Etudiants de Gauche Actifs, notre organisation étudiante, sensibilise depuis longtemps les étudiants à la problématique de la libéralisation. Elle a dénoncé l’enseignement élitiste signifiant à terme l’allongement des études et la marginalisation des hautes écoles ainsi que les "efforts de concen-tration" de la ministre Dupuis nuisant à la qualité des formations en général et à l’existence de certains cursus en particulier. EGA a participé à toutes les mobilisations. Nous avons pu constater le manque de conviction des actions menées par les représentants étudiants officiels. Ceuxci n’ont pas l’impression que c’est en menant des actions de masse que les étudiants auront gain de cause.
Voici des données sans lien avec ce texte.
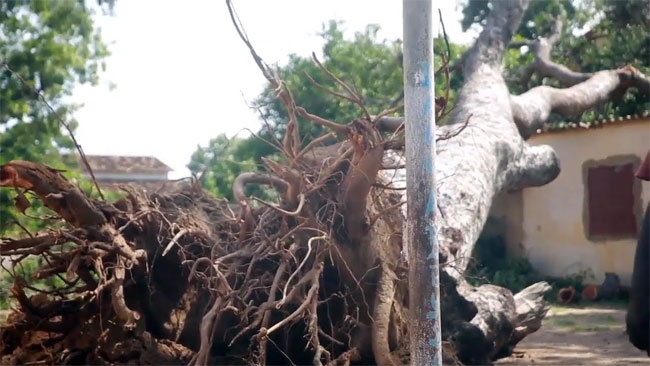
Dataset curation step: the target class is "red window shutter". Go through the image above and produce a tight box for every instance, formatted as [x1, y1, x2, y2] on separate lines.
[587, 163, 637, 238]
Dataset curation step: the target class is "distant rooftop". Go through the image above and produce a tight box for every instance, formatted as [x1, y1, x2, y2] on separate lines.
[537, 111, 650, 134]
[80, 155, 173, 174]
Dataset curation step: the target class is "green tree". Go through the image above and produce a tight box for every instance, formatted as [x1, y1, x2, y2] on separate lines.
[462, 0, 650, 118]
[0, 0, 112, 232]
[188, 21, 464, 198]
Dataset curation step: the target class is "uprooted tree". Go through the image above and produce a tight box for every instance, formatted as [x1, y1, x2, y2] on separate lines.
[0, 0, 650, 365]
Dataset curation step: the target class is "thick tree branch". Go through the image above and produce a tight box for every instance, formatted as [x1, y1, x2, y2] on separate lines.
[510, 66, 650, 139]
[510, 18, 592, 86]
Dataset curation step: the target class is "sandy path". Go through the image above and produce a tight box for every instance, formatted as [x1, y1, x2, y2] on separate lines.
[497, 307, 650, 366]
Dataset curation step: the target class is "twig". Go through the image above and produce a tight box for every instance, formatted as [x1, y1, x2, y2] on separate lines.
[2, 62, 106, 201]
[251, 193, 305, 216]
[311, 52, 372, 121]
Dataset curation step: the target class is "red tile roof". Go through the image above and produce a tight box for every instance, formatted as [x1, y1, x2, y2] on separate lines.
[80, 155, 173, 174]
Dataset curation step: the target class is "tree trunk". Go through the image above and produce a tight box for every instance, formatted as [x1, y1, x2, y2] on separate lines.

Ils préfèrent discuter avec la ministre sans comprendre l’utilité d’installer un rapport de forces en mobilisant les écoles et universités. C’est une mentalité bureaucratique qui ne tire pas les leçons du passé. C’est pourtant en investissant la rue que les étudiants ont fait passer leurs revendications durant l’année 9495 à l’époque du décret Lebrun.

A l’époque, ces événements ont mis en lumière la nécessité pour les étudiants du supérieur de lier leur lutte avec celles des lycéens et des enseignants, l’utilité de mener des actions de masse visibles comme le blocage des grandes artères de la ville. C’est quand il y a des étudiants dans la rue que la FEF et l’UnECoF peuvent peser dans les négociations. C’est ce que les bureaucrates étudiants ont tendance à oublier et c’est ce que Etudiants de Gauche Actifs veut mettre en avant à travers ses actions. Nous mènerons ce genre d’action partout où cela est possible comme à Liège où, malgré le refus de la commune d’autoriser la manifestation et l’hésitation des représentants étudiants, nous avons organisé une manifestation au centre ville jusqu’au siège du PS. Grâce à cette action nous avons été reçu par les autorités, ce qui n’aurait pas été possible en restant sur place. Bien qu’il ne faille pas trop s’illusionner sur les résultats de cette action en tant que telle, elle reste un exemple de ce que l’ont peut obtenir par le biais d’actions de rue.